Valérie Plante ouverte à revoir le processus d’enquête visant les agents du métro

Selon une coalition, qui réclame une enquête indépendante, les deux inspecteurs ont fait preuve d’une violence gratuite et excessive.
Photo: Jacques Nadeau Archives Le Devoir Selon une coalition, qui réclame une enquête indépendante, les deux inspecteurs ont fait preuve d’une violence gratuite et excessive.

La mairesse Valérie Plante se dit ouverte à l’idée de revoir le processus d’enquête afin de traiter les plaintes visant les inspecteurs du métro de Montréal. Cette déclaration survient après qu’une coalition d’organismes eut demandé la tenue d’une enquête indépendante sur l’intervention musclée de deux inspecteurs du métro à l’encontre d’un homme noir à la station Villa-Maria il y a moins de deux semaines.

Le 7 mars dernier, deux inspecteurs du métro ont interpellé un homme qui jouait au soccer avec un ballon dans une voiture de métro. Selon la Société de transport de Montréal (STM), celui-ci aurait obtempéré, mais quand les inspecteurs lui ont demandé s’il détenait un titre de transport, il aurait admis ne pas en avoir.

La situation a dégénéré quand, à l’arrivée du train à la station Villa-Maria, l’homme a tenté de fuir les lieux.
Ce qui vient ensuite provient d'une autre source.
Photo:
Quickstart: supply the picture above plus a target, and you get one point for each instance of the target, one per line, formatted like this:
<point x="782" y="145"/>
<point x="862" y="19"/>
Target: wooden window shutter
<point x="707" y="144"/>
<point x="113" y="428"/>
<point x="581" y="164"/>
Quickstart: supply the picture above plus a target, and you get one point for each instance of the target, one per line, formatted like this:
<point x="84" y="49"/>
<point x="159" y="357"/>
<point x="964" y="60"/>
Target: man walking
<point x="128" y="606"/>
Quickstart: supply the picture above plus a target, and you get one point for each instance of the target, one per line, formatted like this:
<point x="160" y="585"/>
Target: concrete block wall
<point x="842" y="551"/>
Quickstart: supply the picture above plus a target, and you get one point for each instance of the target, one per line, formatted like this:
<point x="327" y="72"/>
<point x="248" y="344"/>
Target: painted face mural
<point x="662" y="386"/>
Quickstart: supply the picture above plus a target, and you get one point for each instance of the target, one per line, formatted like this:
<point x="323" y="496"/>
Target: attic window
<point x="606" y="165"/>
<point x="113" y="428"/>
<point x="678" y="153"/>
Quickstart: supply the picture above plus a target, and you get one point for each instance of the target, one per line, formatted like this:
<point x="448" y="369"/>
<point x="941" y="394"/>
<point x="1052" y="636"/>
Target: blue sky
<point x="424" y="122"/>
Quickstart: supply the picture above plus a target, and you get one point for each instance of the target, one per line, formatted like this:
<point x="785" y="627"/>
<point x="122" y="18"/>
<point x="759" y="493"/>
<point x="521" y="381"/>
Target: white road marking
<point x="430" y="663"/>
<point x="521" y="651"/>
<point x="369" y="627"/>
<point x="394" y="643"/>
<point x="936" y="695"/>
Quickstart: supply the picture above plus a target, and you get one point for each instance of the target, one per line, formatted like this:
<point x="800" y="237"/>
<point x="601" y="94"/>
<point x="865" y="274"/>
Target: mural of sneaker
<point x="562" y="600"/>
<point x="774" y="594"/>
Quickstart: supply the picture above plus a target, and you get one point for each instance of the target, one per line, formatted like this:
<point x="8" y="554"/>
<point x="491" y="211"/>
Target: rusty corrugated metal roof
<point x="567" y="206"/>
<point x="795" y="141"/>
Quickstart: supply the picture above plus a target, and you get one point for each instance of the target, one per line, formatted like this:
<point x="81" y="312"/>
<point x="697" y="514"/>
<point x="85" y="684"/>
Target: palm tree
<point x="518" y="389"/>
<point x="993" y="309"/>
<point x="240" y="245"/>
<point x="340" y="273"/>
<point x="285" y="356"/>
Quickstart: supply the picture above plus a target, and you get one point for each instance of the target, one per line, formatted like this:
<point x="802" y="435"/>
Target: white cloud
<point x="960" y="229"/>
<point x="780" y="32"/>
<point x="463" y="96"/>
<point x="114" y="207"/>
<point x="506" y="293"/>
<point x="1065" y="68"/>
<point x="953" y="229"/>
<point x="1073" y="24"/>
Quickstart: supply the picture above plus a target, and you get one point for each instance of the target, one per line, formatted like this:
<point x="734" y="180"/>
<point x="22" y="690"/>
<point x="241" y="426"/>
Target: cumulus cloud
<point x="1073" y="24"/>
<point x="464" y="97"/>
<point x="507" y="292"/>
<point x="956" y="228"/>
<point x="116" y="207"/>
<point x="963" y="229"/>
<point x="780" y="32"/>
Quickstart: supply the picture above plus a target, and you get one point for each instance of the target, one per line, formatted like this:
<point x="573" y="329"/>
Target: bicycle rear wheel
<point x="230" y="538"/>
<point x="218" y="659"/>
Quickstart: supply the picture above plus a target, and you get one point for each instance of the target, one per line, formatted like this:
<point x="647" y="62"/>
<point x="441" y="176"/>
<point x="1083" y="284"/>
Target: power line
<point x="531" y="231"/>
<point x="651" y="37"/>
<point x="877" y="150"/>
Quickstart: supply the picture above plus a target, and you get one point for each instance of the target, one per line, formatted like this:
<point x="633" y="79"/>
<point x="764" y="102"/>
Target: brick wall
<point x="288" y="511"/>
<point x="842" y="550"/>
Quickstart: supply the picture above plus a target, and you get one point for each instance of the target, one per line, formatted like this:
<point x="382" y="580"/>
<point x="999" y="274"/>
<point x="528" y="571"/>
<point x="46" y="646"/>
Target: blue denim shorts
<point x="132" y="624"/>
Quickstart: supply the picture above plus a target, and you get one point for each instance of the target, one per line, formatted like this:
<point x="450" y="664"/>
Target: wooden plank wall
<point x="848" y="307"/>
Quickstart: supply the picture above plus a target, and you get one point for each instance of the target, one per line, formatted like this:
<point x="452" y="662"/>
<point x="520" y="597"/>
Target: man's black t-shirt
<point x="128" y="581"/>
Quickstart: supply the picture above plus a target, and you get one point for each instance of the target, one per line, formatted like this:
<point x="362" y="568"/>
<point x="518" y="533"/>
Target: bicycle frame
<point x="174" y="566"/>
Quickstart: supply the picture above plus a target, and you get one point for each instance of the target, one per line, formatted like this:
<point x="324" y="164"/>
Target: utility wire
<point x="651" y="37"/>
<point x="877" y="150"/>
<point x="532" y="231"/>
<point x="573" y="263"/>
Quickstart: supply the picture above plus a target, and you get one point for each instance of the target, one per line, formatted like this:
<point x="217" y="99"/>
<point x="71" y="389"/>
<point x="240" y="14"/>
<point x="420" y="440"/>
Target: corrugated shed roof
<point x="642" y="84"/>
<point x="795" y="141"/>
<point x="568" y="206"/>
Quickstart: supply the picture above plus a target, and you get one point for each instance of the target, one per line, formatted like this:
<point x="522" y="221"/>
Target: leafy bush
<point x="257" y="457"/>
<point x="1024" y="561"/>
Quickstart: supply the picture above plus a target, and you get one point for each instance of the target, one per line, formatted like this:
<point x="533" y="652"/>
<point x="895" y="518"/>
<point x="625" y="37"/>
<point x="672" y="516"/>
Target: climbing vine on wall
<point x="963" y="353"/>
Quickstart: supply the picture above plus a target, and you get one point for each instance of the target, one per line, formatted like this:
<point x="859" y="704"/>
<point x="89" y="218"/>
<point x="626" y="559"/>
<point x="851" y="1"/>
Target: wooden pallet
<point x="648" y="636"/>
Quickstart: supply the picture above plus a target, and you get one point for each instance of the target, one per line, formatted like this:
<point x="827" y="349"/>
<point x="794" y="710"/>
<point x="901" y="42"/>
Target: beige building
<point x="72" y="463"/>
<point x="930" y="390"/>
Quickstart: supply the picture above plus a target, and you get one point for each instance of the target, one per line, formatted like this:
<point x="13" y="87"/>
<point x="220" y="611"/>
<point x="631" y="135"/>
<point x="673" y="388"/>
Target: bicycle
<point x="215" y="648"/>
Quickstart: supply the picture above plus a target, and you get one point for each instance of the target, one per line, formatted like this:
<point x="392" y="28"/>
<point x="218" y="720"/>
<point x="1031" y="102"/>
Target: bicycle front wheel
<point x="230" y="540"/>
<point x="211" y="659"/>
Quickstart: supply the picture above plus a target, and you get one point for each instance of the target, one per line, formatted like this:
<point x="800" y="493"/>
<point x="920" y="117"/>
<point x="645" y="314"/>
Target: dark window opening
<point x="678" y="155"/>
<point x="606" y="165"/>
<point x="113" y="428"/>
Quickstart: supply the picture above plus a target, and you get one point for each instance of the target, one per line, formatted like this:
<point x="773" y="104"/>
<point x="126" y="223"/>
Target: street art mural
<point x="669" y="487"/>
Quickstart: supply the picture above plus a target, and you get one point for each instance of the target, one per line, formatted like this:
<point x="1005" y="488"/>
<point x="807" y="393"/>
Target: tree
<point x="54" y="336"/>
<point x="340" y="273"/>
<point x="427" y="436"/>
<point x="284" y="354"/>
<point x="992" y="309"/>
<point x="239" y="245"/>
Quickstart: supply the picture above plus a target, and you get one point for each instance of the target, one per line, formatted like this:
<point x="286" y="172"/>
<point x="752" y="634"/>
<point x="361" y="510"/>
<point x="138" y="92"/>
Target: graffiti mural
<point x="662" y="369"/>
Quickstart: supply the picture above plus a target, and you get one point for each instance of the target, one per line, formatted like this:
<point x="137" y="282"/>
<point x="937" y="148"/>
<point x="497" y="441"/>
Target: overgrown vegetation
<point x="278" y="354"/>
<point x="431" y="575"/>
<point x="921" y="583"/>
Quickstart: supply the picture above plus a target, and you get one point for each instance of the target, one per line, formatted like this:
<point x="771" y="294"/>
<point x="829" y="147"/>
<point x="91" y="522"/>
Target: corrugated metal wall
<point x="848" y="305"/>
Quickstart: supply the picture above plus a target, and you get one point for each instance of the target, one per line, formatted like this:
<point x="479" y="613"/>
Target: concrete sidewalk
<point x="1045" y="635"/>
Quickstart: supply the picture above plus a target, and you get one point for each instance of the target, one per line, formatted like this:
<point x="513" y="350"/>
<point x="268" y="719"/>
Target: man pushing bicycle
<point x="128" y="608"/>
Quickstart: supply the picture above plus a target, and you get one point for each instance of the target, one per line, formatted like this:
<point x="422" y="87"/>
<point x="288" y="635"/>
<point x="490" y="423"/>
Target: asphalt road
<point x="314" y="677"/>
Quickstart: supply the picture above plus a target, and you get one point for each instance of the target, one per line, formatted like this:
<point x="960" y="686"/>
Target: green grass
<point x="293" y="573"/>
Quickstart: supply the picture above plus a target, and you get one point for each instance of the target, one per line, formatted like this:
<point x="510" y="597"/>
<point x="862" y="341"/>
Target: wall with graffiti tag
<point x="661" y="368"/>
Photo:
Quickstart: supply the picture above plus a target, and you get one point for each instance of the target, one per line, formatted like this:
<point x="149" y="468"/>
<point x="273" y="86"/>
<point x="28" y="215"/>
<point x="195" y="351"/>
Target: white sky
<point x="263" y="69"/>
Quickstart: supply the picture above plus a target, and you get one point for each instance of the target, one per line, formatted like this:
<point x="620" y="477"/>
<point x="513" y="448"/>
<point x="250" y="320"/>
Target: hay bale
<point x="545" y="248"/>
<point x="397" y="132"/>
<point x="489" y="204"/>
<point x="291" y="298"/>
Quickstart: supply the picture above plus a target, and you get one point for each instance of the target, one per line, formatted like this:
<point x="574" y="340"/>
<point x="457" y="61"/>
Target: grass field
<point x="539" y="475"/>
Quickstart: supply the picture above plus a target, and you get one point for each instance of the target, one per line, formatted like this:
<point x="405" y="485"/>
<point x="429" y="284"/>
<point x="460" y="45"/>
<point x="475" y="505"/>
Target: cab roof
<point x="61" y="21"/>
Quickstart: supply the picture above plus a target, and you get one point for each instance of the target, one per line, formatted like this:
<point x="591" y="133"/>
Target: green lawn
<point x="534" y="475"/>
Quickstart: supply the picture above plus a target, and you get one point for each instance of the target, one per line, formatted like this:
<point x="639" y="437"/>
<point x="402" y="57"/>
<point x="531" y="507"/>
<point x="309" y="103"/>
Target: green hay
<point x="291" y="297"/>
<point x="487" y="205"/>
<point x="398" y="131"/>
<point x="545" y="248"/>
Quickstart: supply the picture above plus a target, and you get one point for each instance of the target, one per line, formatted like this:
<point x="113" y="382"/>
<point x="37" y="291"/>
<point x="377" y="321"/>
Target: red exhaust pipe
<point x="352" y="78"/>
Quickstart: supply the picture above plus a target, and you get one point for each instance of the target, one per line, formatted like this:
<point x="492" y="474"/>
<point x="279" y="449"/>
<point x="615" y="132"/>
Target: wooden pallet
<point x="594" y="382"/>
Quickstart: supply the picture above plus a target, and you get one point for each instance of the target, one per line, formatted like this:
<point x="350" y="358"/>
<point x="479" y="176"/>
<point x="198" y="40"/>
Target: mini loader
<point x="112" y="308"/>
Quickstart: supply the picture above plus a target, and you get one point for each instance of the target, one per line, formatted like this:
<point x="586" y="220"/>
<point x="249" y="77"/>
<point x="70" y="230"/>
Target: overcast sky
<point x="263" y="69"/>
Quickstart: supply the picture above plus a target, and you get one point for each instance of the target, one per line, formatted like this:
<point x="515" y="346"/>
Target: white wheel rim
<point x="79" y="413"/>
Sur les images captées par un témoin et relayées sur les réseaux sociaux, les inspecteurs assènent plusieurs coups de bâton télescopique aux jambes de l’homme qui leur crie d’arrêter de frapper : « Ça fait mal ! »

À un certain moment, la tête de l’homme étendu sur le dos se retrouve tout près du bord du quai alors qu’un train arrive. Il finit par s’enfuir.

« Violence gratuite »

Une coalition, regroupant notamment la Ligue des Noirs du Québec, le Centre de recherche-action sur les relations raciales (CRARR), l’Association jamaïcaine de Montréal et l’Alliance des communautés de l’Asie du Sud, réclame la tenue d’une enquête indépendante sur l’incident ainsi que la création d’un organisme de surveillance indépendant pour examiner les plaintes portées contre les inspecteurs du métro.

Les deux inspecteurs ont fait preuve d’une violence gratuite et excessive, estime Alain Babineau, conseiller au CRARR : « Elle aurait pu causer la mort du jeune homme. »

La société de transport de Toronto a un coordonnateur aux plaintes et un usager mécontent peut s’adresser à l’ombudsman de la Ville, a expliqué le conseiller de Snowdon, Marvin Rotrand, qui, à l’instar du chef de l’opposition, Lionel Perez, appuie les revendications de la coalition. En Colombie-Britannique, les agents présents dans les réseaux de transport ont le même statut que les policiers.

M. Rotrand a rappelé que les inspecteurs du métro pouvaient remettre des constats d’infraction aux usagers qui n’ont pas payé leur passage ou qui ont enfreint le règlement, mais qu’ils n’ont pas le pouvoir de procéder à de telles arrestations puisque ce ne sont pas des constables spéciaux, dit-il.

Changement de statut ?

La STM soutient qu’une enquête interne « rigoureuse » a déterminé que les inspecteurs avaient respecté les normes et les procédures mises en place par la société. « Il est arrivé par le passé qu’il y ait des sanctions pour des inspecteurs qui n’avaient pas respecté le protocole. Il y a même eu des congédiements. Le continuum de la force a été respecté », a affirmé le président du conseil d’administration de la STM, Philippe Schnobb.

Celui-ci soutient que l’homme au coeur de l’intervention du 7 mars a communiqué avec la STM pour s’excuser d’avoir créé ce « brouhaha ».

En point de presse avec la mairesse Plante, M. Schnobb a évoqué la possibilité que le statut des inspecteurs du métro soit modifié. « Si les inspecteurs devenaient des constables spéciaux, peut-être qu’à ce moment-là, ils seraient automatiquement assujettis au commissaire à la déontologie policière et au Bureau des enquêtes indépendantes. »

De son côté, Valérie Plante s’est dite prête à envisager la tenue d’enquêtes indépendantes dans des cas similaires. « Cette idée d’enquête indépendante, on n’est absolument pas fermés à ça. Il va falloir voir quel est le meilleur modèle pour nous, à Montréal. »

La Fraternité des constables et agents de la paix de la STM (CSN), n’a pas voulu commenter l’affaire.